The Ballad of the Hunter

A birthday ballad for Cirdan

A/N This is an attempt to imitate a traditional ballad form dating back to the Late Middle Ages and most commonly found in Northern Europe. Originally, these ballads were courtly dancing songs; later they gained a wider audience. They usually consist of stanzas of two or four lines, rhyming pairwise, and a refrain after each stanza (I haven't repeated the refrain every time, only where it changes.) The stanzas are supposed to be sung by a lead singer, the refrain by the entire community. The verses consist of four stressed and an undefined number of unstressed syllables.

'And indeed the most ancient songs of the Elves, of which echoes are remembered still in the West, tell of (...) the dark Rider upon his wild horse that pursued those who wandered to take them and devour them.' (Silmarillion, Ch. 3, Of the Coming of the Elves)

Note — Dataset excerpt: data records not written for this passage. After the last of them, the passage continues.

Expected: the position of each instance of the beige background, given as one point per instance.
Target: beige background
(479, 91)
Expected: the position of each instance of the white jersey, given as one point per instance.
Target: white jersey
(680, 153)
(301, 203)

Who shall be gone and who shall stay

When the Hunter comes to take us away?

Dark are the shadows that roam our lands

Woe unto all that fall into their hands

Wild is the horse that neighs in the hills

Cruel the horseman, and the fear he instils.

Can it be hoof beats, this sound that we hear?

Is the Hunter abroad, and does he draw near?

Who shall be gone and who shall stay

When the Hunter comes to take us away?

Cold was the world and the stars were bright

When we lost the archer forever from sight

He had been tracking the swift-footed deer

He's gone and we'll nevermore see him here.

Friends and kinsmen, pray do not stray,

Lest the Hunter come to take you away.

Moist were the leaves and the wind was strong

When our sister left home, taking no one along

She went to catch a few fish in the lake,

And became a prey for the darkness to take.

Maidens and children, pray do not stray,

Lest the Hunter come to take you away.

Broad was the river, and clouded the sky,

When our father merrily said us goodbye

To cut some wood for the fire in our hearth,

And vanished without trace from the face of the earth.

Fathers and mothers, pray do not stray,

Lest the Hunter come to take you away.

The turf was soft and gentle the air,

When I lost my bride, so lovely and fair

She danced in the glade, I would make her my wife.

But before we could wed she spun out of my life.

Wives and husbands, pray do not stray,

Lest the Hunter come to take you away.

Can it be hoof beats, this sound that we hear?

Is the Horseman abroad, and does he draw near?

Fierce is his horse and fast does he ride,

Where shall we run? Where shall we hide?

Speakers, Quendi, pray do not stray,

Lest the Hunter come to take you away

He is among us, our harts leap and race,

Yet some of us stand, and look at his face,

And we see the light that burns in his eye

And its blaze outshines the stars of the sky.

Who shall be gone, and who shall stay

When the Hunter comes to take us away?

He is a Hunter, who comes in this hour,

But he comes to revive, and not to devour.

He says we should leave for a safer home

Where all is light and no dark shapes roam.

He says we should leave for a place without gloom

Where all is bright and no shadows loom.

But who shall be gone, and who shall stay,

When the Hunter comes to take us away?